At a Glance
- After announcement to continue OPEC production cuts, WTI crude prices dropped nearly 7 percent
- The expansion of OPEC+ is critical for the cartel’s survival amidst U.S. production that has grown to over 12.1 million barrels per day
At their July meeting in Vienna, OPEC and OPEC+ decided to continue to operate within the parameters of the 1.2 million barrel per day (bpd) production cut laid out in December 2018. The official press release stated the cuts would continue “for an additional period of nine months from 01 July 2019 to 31 March 2020.” Also noted in the press release was the date of the next OPEC and non-OPEC Ministerial Meeting to be held on December 6, where the cuts will be reviewed and discussed. That basically makes this nine-month extension, a six-month extension.
Pre-Meeting OPEC Watch
The stated intention of production cuts is to balance supply and “stabilize” prices, which is a pleasing way of saying “increase” prices. OPEC+’s supply cuts, were originally put in place as a temporary measure at the beginning of 2017 but they were announced in 2016. Those cuts helped to stop an almost two-year decline in oil prices, and OPEC and its oil producing allies have renewed or extended production cuts repeatedly since then. Prior to the announcement the CME OPEC Watch Tool had the probability of maintaining production cuts at only 5 percent. That was a window into the market’s potential disappointment when the extension announcement came on July 2.
Post announcement, WTI crude prices fell from an initial spike high of $60.28 in the August contract to $56.09, a decline of almost 7 percent in less than 24 hours. That was certainly not the outcome OPEC members were hoping for, but definitely the outcome that CME crude oil options was predicting given the failure to increase output cuts.
Cracks in OPEC Foundation?
On April 4 we posted a piece where we discussed the declining influence of OPEC on oil prices. In that piece I wrote “While continued cooperation within OPEC+ is all but guaranteed, there is some tension, disagreement and cracks in the foundation of the super-cartel. It seems like at this point, we won’t know if those cracks have been mended until the late June meeting of OPEC+.” It seems as if they have not been mended but have gotten worse, with Iran being the main antagonist.
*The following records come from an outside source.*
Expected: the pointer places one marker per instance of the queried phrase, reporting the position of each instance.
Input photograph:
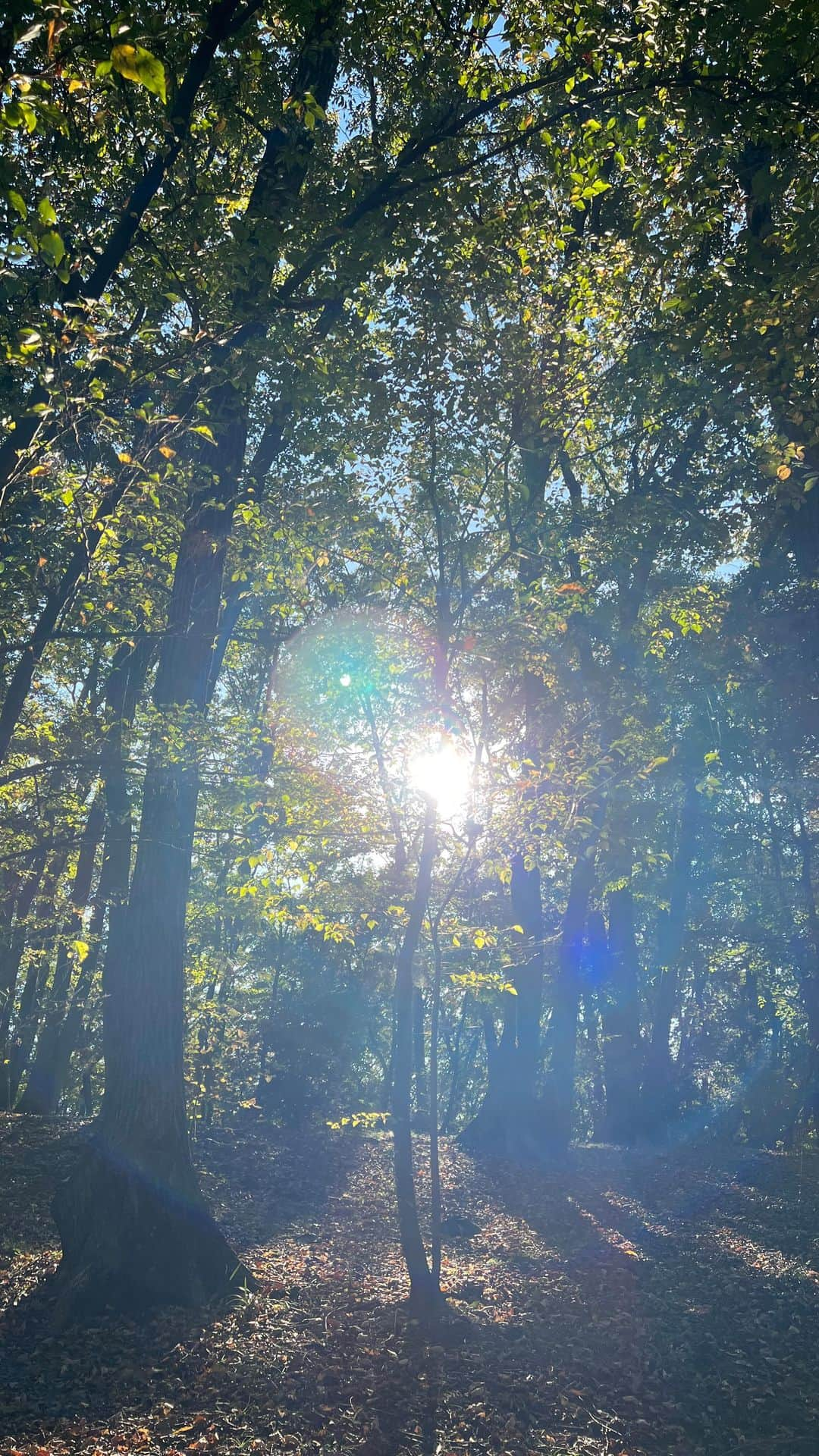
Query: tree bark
(620, 1005)
(659, 1097)
(133, 1222)
(41, 1091)
(425, 1292)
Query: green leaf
(137, 64)
(53, 246)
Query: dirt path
(621, 1307)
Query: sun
(442, 772)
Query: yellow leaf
(137, 64)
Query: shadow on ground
(626, 1305)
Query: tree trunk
(133, 1222)
(28, 1011)
(659, 1097)
(11, 954)
(563, 1025)
(620, 1005)
(131, 1219)
(425, 1293)
(420, 1060)
(41, 1091)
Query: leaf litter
(621, 1305)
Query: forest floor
(626, 1305)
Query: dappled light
(409, 737)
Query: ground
(627, 1305)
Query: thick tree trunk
(131, 1219)
(133, 1222)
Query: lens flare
(441, 772)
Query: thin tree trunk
(425, 1293)
(620, 1005)
(41, 1091)
(659, 1103)
(37, 974)
(420, 1057)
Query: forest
(409, 728)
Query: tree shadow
(261, 1184)
(679, 1340)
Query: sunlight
(442, 772)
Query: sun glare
(442, 774)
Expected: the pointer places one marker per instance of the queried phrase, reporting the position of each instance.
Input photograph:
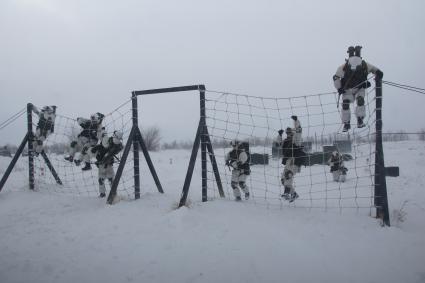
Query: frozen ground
(50, 237)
Iran voiced objections to the strong influence of Saudi Arabia over OPEC decisions, and as cooperation between Saudi Arabia and Russia solidifies, that influence becomes stronger. OPEC alone controls less than 50 percent of the world’s crude oil production, but “OPEC+,” controls a majority, which is critical for the cartels survival amidst U.S. production that has grown to over 12.1 million barrels per day.
A New Charter
At the meeting in Vienna, OPEC agreed to formally recognize the new relationship with its non-OPEC allies through a “Charter of Cooperation.” The charter only needs to be approved by Russia and the other OPEC+ members, but Iran threatened to use its veto power to derail the formal agreement of cooperation. It ultimately acquiesced, but the tension remains, in part due to Saudi Arabia and the UAE’s support for American economic sanctions levied against Iran.
Saudi Arabia’s minister of energy, Khalid al-Falih, called the charter a “historic document.” While adding “We are bringing a group of producers permanently into a bigger fence … to sort of work together as a bigger family.” The charter, however, is not universally loved by the rest of OPEC, given the power displayed by Saudi Arabia and Russia by implying an extension has been agreed upon prior to commencement of the meeting. “Who needs an OPEC meeting?” one irritated OPEC delegate said.
The power of the new official OPEC+ is definitely real, but there are two new pipelines due to come online in west in 2020, cutting cost of delivery for the U.S. shale patch. That along with Iranian tensions both within OPEC and on the world stage continues to shine a light on the decline of OPEC influence on global oil prices.